Isabel Williams believes her next winner of the jump season will confirm her conviction she was right to pursue horse racing despite its dangers.
At 27 years of age Williams is already Wales’ leading female jockey. Now she needs one more triumph to ride out her claim and become a fully-fledged professional.
A claim is a sliding-scale weight advantage for a horse ridden by a relatively inexperienced jockey. Once a conditional jockey has 75 career winners, they lose their claim and join the ranks of the elite.
Williams, of Llancarfan in the Vale of Glamorgan, has 74 winners and is eagerly awaiting her next success.
Her most recent win was at Doncaster on 1 March, riding Patriotik to victory in a three-mile hurdle.
“As the 75th creeps closer and you have another winner and another winner, all you want is more,” says Williams.
“I’ve got one more win to ride out my claim and I suppose that’s quite a big thing to do. I don’t know the exact percentage of jockeys who get their licence and go on to ride out their claim, but I think it’s pretty small.”
Recent statistics have put the conversion figure from starting out as a conditional jockey to becoming a full, elite professional at between only 10 and 15%.
Reasons for jockeys quitting before gaining 75 winners include the demands of making the weight and the risks of sustaining serious injury.
Williams, the daughter of leading Welsh trainer Evan Williams, began riding ponies aged five and says the worst injury she has suffered in 658 career races was a fractured cheekbone.
“It wasn’t even during the race, it was cantering up to the start and the horse decided he wanted to go faster than I wanted him to,” she says.
“That was really sore, but other than that I’ve had no really serious injuries, touch wood.”

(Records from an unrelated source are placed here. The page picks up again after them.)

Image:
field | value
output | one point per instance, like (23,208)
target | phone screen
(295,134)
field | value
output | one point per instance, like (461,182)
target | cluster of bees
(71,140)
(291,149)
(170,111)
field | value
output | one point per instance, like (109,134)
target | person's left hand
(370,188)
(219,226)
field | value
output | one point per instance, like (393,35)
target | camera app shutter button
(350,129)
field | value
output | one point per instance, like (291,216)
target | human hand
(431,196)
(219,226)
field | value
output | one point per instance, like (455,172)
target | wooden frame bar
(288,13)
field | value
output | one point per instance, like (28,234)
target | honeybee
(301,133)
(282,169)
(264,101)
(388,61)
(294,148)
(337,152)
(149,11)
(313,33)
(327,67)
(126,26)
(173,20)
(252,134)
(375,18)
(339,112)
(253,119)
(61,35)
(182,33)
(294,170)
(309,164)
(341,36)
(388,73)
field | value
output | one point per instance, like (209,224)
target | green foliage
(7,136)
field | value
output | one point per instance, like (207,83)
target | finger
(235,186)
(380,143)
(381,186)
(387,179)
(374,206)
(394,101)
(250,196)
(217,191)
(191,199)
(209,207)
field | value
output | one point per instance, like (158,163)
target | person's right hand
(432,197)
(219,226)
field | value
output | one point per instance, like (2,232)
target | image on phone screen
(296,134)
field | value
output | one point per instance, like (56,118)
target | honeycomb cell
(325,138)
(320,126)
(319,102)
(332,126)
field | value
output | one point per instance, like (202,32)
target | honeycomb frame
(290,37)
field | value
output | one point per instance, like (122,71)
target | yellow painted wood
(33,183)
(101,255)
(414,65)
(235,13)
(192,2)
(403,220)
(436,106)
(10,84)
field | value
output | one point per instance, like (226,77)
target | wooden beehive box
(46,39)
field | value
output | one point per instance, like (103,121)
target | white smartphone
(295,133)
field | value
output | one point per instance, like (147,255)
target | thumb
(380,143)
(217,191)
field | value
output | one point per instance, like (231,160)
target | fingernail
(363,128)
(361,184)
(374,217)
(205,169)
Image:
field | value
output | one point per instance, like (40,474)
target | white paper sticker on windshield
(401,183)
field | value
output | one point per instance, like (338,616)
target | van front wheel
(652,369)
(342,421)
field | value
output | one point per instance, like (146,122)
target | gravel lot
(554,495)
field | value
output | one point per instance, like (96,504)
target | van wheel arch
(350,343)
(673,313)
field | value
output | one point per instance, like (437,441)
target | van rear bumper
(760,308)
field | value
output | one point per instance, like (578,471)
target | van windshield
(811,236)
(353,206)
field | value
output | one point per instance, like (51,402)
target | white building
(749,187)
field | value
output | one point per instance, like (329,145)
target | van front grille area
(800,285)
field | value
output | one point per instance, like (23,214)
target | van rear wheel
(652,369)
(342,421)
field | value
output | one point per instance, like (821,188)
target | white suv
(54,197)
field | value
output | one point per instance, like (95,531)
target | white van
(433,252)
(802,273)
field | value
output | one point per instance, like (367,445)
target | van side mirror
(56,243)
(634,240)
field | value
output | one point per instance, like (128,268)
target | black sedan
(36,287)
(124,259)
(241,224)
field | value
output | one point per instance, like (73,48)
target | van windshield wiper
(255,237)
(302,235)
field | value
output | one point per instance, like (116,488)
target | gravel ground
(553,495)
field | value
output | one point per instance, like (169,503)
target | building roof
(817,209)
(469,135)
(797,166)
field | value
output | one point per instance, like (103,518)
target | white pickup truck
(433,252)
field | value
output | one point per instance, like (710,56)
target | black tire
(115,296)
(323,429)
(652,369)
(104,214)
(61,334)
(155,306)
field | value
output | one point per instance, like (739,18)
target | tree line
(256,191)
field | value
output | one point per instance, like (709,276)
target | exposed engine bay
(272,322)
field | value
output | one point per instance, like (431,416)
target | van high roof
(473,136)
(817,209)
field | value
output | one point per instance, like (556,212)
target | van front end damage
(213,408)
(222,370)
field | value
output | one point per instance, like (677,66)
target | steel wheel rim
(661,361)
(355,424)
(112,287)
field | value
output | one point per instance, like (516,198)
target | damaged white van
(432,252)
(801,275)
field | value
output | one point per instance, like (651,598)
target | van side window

The issue of rider safety in racing returned to the fore when 24-year-old Michael O’Sullivan, a Cheltenham Festival-winning jockey, died after injuries sustained in a fall at Thurles on 6 February.
“What happened to Michael O’Sullivan was heart-breaking – for his family, obviously, but also for everyone in racing because it touches everyone in a close-knit community,” says Williams.
“And the reality is it can happen to anybody. But I suppose you can’t think like that. You have to live your own life and do what you want to do.
“If you thought about the risks involved in anything, then you might never get in a car in the morning, or get on a plane to go on holiday. Yes, the sport is dangerous, but it is also made as safe as it can be.”